おさドル二巻発売記念特別SS とある日のバニーガール

「カズくん、これどう? 似合う?」


「おお、似合ってる! 実に素晴らしいぞ、雪菜!」

 

 それはとある日のこと。俺の家に雪菜がいきなりやってきた。

 そのこと自体は別に珍しいことじゃない。一人暮らしの俺を心配して、アリサと一緒に料理を作ってくれたり家事をしてくれることはよくあることだからだ。

 アイドルをしながら面倒を見てくれていることには素直に感謝している。これでヤンデレでなければもっといいんだが……まぁこればっかりは言っても仕方ないだろう。
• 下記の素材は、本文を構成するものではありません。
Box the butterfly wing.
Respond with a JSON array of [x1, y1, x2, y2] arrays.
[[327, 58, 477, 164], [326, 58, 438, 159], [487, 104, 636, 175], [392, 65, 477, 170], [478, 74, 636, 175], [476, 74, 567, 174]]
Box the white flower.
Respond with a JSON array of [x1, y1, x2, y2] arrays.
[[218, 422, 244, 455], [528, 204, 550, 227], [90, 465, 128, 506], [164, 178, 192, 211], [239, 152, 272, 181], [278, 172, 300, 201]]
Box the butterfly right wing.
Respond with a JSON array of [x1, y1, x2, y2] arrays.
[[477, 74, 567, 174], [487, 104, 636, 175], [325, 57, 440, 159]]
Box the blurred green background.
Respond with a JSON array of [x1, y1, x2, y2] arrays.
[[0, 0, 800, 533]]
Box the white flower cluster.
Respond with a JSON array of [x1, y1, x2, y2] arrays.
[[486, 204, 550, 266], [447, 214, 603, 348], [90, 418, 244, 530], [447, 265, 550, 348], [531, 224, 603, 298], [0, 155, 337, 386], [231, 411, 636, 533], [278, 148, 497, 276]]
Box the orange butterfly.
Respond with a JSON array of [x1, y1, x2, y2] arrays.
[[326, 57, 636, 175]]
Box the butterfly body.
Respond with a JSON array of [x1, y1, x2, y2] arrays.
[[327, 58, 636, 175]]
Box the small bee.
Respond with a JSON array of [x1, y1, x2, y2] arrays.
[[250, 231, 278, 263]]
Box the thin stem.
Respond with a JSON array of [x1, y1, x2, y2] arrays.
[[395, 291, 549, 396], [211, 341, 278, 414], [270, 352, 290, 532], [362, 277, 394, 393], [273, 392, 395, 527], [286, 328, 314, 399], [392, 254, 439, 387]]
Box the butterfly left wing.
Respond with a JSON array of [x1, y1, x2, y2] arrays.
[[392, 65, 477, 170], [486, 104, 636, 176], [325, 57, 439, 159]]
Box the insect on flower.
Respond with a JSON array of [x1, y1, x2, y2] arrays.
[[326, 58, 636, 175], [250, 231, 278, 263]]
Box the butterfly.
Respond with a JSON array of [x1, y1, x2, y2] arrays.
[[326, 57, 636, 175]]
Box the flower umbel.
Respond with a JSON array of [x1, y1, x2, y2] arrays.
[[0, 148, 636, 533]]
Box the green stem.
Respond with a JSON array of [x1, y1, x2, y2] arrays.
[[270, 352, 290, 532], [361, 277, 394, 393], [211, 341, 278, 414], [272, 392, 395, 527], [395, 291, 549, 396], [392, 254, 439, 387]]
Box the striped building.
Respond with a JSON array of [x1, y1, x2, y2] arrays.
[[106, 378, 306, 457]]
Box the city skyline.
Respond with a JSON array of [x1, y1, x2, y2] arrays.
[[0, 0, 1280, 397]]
 それよりも、もっと重要な光景が今は目の前に広がっているのだから。


「やっぱり雪菜は黒のバニー衣装が良く似合うな……」


「えへへー」


 うんうんと頷く俺と、嬉しそうに頬を緩ませる雪菜。

 そう、今俺の前にいる雪菜は、バニーガールとなっているのだ。

 黒のバニースーツに身を包み、白のウサミミにネクタイ。お尻のしっぽと、誰が見ても立派なバニーさんだ。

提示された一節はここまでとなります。